No.6- Bilimkurgu ve Distopya Sosu Eşliğinde Shounen Ai

Anime konusunda bundan sonra Suspus’un önerdiklerini kanun bellemeye karar verdim. Bu animeden de bir kaç kez bahsedince artık dün neredeyse bütün günümü ayırdım, arkadaşlarımı ağaç etme pahasına yayınlanan 7 bölümü birden bir lokmada mideye indiriverdim. Suspus’un blogu artık ağ falan bağladığından yazma işi bana düştü.

No:6 pek çok şeyden bahseden bir anime. Türü bilimkurgu olarak geçse de içinde ama az ama çok pek çok tür ve tema harmanlanmış. En baştan animenin Shounen ai (iki erkeğin ilişkisini anlatan manga/anime) türünde olduğunu belirtelim. Gerçi Shounen ai Yaoi kadar sert bir tür değildir. İlk olarak 9 volümlük bir roman olarak yayınlanan No.6 bu yıl mangaya uyarlanmış ve hemen akabinde anime uyarlaması da gelmiş. 10 bölüm olarak planlanan animenin ilk 7 bölümü halihazırda yayınlanmıştır. Size tavsiyem benim gibi sabırsız davranmayıp bir kaç hafta daha beklemeniz ve toptan izlemeniz.

Pek çok animede Japonya’nın bilinen hali dışında adlandırıldığı ve  şimdikinden farklı resmedildiğini görmüşüzdür. Mesela Code Geass’te istila altındaki Japonya’ya 11. bölge denmekteydi. No.6 da durum biraz farklı aslında bahsedilen ülke daha hayali, yani bir zamanlar Japonya olduğuna dair elimizde bir veri yok. Bahsedilen bölgeye No.6 deniyor, teknolojik anlamda oldukça gelişmiş olmasının yanında görsel anlamda da bazen “gerçek olamayacak” kadar güzel izlenimi veriyor. Distopya türüyle ilgili biri olarak bu animenin beni kendine çekmesine şaşmamam lazım aslında. [Bu arada distopya, kısaca “ütopyanın zıttı” olarak adlandırabileceğimiz edebiyat ve sinemada rastlanan bir türdür. Ütopya nasıl ideal bir evren çiziyorsa distopya tam zıttını resmeder. Tam bir felaket senaryosudur. Bu türdeki 1984 ve Fahrenheit 451 romanlarını başlangıç olarak türe merak besleyenlere tavsiye edebilirim.]

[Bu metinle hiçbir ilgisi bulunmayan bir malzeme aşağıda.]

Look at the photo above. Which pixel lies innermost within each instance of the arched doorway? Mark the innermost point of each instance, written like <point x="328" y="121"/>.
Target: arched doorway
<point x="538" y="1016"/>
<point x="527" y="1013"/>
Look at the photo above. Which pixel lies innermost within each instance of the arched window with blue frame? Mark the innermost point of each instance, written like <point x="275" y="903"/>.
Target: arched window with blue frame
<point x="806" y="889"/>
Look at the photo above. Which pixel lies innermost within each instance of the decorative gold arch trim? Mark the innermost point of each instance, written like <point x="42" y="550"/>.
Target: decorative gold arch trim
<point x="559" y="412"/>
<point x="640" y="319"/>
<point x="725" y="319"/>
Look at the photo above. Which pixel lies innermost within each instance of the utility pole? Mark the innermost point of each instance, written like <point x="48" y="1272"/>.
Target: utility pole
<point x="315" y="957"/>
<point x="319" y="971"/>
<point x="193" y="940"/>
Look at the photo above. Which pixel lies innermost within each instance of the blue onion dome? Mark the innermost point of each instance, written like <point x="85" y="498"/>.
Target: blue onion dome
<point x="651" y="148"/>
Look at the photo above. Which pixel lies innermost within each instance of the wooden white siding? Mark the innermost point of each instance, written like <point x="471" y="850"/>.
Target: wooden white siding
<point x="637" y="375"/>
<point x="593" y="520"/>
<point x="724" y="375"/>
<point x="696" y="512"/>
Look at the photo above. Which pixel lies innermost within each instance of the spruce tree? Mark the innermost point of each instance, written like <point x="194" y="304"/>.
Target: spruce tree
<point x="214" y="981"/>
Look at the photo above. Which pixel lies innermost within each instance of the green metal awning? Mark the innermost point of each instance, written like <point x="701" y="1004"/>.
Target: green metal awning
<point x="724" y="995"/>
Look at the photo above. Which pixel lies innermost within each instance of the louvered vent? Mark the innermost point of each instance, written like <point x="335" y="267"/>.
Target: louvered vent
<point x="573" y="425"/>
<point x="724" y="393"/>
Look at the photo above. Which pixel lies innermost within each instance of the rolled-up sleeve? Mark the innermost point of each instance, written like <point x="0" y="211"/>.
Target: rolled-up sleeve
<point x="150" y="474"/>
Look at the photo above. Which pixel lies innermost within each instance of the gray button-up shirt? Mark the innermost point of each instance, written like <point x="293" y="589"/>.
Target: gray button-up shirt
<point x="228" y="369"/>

Bu animeyi distopya türüne dahil eden nedir peki? Hükümet çaktırmadan her yaptığınızı izliyor, bunun için kola takılan bir bileziği kullanıyor. Bu bilezik güya sizin kimliğiniz ancak aslında izlenmenizi sağladığından bir anlamda sizi No.6’ya bağlıyor. Bana animenin distopik olduğunu düşündürenlerden biri de No.6 yönetiminin sanata bakış açısı. No.6’dakiler kapsamlı bir eğitim almalarına rağmen bu eğitim ağırlıklı olarak bilimsel. Onları gerçek anlamda geliştirebilecek, ufuklarını açıp, düşünmeye itecek sanatın hayatlarında yeri yok. Kitap okumalarına ya da Picasso, Shakespeare gibi isimlerden haberdar olmalarına izin yok. Acaba bu No 6’ya has bir durum mu, diğer yerlerde durum nasıl? No.6 dışında zamanla No.5’ten de haberdar oluyoruz, burası “yurtdışı” olarak geçiyor, şartları No.6’ya göre nispeten rahat, burada sanat ile ilgilenmenizde bir sakınca yok görünüşe göre.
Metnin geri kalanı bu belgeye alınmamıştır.